P. marmorata is a spearer, so it does not have much of a punch. Actually, the tail spines are probably as dangerous as the raptorial appendages. Normal diving gloves should be more than adequate to protect a diver. When collecting spearers this size, I usually carry a 6-8'' ordinary green aquarium net and either a nylon net bag with a purse string or better a plastic water bottled (200 cc or so) with a several 1/8" holes drilled in it. Once I have a net over the animal, I grab it through the net, pick it up, and stick the head end into the bottle. When it is in, I close the lid and stick the bottle in my wetsuit. If the animal goes down a burrow, in softer mud and sand, since they are in a u-burrow, I can usually push my finger through the burrow until I see where the other end of the burrow is. I then put the net over that opening and keep pushing from the other end. They almost never strike and the dive glove is enough protection. Obviously you would not want to do this with a 10 inch Hemisquilla. For those guys, I usually use a noose placed in the entrance of the burrow and tease them out of the entrance with food, then noose them.
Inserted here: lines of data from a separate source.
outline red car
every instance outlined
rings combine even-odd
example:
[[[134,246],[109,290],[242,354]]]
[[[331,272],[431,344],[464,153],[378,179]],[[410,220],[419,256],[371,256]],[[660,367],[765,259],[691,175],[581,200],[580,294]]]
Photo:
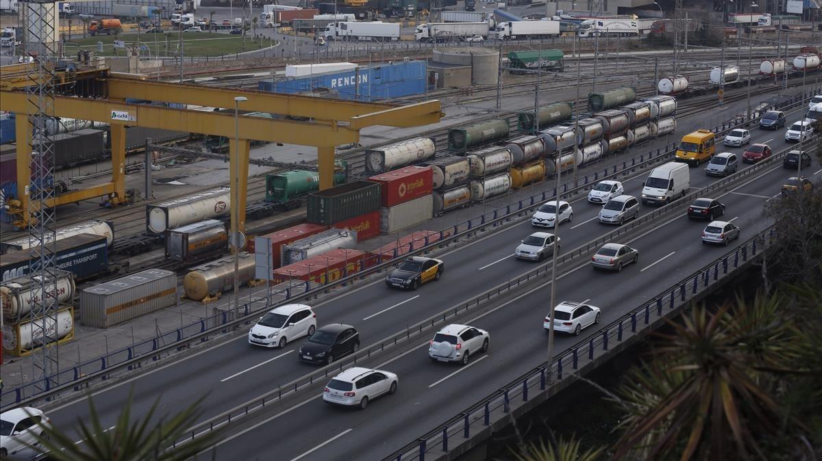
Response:
[[[768,144],[750,144],[742,154],[742,161],[755,163],[768,158],[770,154],[771,150]]]

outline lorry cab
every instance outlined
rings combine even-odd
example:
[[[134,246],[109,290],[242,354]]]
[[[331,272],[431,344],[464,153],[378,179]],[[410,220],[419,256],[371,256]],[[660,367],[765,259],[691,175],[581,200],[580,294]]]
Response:
[[[713,136],[713,132],[710,130],[697,130],[682,136],[679,148],[677,148],[677,161],[695,167],[702,162],[710,160],[716,152]]]

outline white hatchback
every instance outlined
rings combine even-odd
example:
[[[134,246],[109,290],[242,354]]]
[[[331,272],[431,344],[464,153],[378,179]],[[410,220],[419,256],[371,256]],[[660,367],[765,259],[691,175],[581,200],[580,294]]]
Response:
[[[397,375],[390,372],[353,367],[328,381],[322,399],[329,404],[365,409],[369,401],[380,395],[395,394],[399,385]]]
[[[248,344],[285,347],[289,340],[311,336],[316,330],[316,314],[305,304],[286,304],[269,311],[248,331]]]
[[[563,301],[554,308],[554,331],[579,335],[583,328],[599,323],[599,308],[582,303]],[[545,332],[551,327],[551,317],[545,316]]]

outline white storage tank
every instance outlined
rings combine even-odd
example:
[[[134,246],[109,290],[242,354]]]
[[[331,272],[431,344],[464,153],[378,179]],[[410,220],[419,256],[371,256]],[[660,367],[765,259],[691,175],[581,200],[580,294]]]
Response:
[[[149,232],[163,234],[204,219],[228,216],[231,212],[231,192],[221,187],[156,205],[145,206],[145,227]]]
[[[74,276],[72,272],[55,271],[57,276],[47,278],[48,296],[58,304],[70,304],[74,297]],[[2,282],[0,285],[0,303],[7,322],[25,317],[39,302],[43,286],[40,276],[25,276]]]
[[[149,269],[80,292],[80,321],[108,328],[177,305],[177,274]]]
[[[508,192],[511,188],[511,176],[508,173],[494,175],[471,181],[471,199],[484,200]]]
[[[288,266],[337,249],[357,247],[357,231],[349,229],[329,229],[283,245],[282,266]]]
[[[507,171],[514,164],[514,155],[507,148],[488,148],[473,152],[466,157],[471,162],[472,178]],[[436,203],[434,208],[436,208]]]
[[[659,79],[657,89],[663,94],[678,94],[688,89],[687,75],[668,75]]]
[[[384,173],[434,157],[436,145],[431,138],[414,138],[377,148],[366,149],[366,169]]]

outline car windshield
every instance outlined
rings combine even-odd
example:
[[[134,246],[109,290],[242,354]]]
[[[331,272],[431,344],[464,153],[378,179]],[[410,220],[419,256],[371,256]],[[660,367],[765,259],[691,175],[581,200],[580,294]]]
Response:
[[[417,272],[423,268],[423,263],[413,261],[411,259],[406,259],[399,264],[400,271],[408,271],[409,272]]]
[[[689,143],[686,141],[682,141],[679,144],[679,150],[684,152],[696,152],[700,150],[700,144],[696,143]]]
[[[257,322],[257,325],[262,325],[263,326],[269,326],[271,328],[282,328],[285,321],[288,319],[289,316],[287,315],[268,313],[260,319],[260,322]]]
[[[316,343],[318,345],[329,345],[334,344],[334,339],[337,337],[335,333],[329,333],[328,331],[316,331],[313,335],[308,338],[308,340],[312,343]]]
[[[451,343],[452,345],[457,344],[457,337],[452,335],[443,335],[442,333],[437,333],[434,335],[435,343]]]
[[[646,187],[653,187],[656,189],[667,189],[668,180],[664,178],[648,178],[648,182],[645,183]]]
[[[344,381],[339,381],[338,379],[332,379],[328,382],[328,387],[330,389],[335,389],[337,390],[351,390],[354,388],[353,383],[346,382]]]
[[[524,240],[522,241],[522,243],[525,244],[526,245],[533,245],[539,247],[543,246],[543,242],[544,241],[545,239],[543,239],[543,237],[535,237],[533,235],[529,235]]]
[[[556,212],[556,207],[553,203],[545,203],[542,207],[539,207],[539,211],[543,213]]]
[[[600,256],[616,256],[616,249],[615,249],[615,248],[601,248],[601,249],[599,249],[599,251],[597,252],[597,254],[598,254]]]

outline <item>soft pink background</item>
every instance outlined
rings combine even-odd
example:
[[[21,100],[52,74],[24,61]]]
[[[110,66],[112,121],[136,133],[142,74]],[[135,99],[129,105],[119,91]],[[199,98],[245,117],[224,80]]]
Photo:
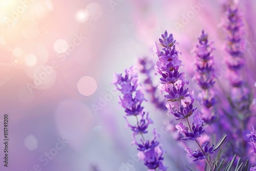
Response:
[[[139,56],[153,57],[154,42],[167,30],[180,42],[183,69],[191,79],[190,51],[203,28],[215,41],[216,70],[221,72],[226,1],[201,1],[203,7],[177,29],[175,24],[199,1],[113,0],[112,6],[107,0],[0,0],[0,170],[29,171],[38,165],[41,170],[84,171],[96,165],[99,170],[119,170],[137,152],[130,145],[131,131],[124,129],[123,110],[117,109],[113,73],[136,63]],[[251,84],[256,78],[255,5],[252,0],[240,2]],[[220,78],[224,82],[225,74]],[[46,78],[41,82],[40,76]],[[37,87],[31,87],[34,80]],[[151,129],[161,127],[165,114],[145,105],[155,122]],[[2,162],[5,113],[9,118],[8,168]],[[40,156],[54,151],[62,137],[69,142],[45,165]],[[166,165],[184,168],[185,152],[175,152],[183,149],[172,146],[168,134],[161,141]],[[177,153],[184,162],[173,157]],[[142,162],[135,164],[129,170],[146,170]]]

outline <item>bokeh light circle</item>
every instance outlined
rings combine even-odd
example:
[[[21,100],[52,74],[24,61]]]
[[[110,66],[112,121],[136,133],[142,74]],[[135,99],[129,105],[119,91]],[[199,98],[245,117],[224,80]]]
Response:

From there they go into a large goodie bag.

Once I have the animal on the surface (no problem with the pressure change unless they have been stored in pressurized air which I once did in the Aquarius) they can be kept in a 2 liter water bottle with the cap open. Most mantis shrimp are very sensitive to organic chemicals, so we have to be careful to use clean buckets and containers that have never contained solvents or soaps.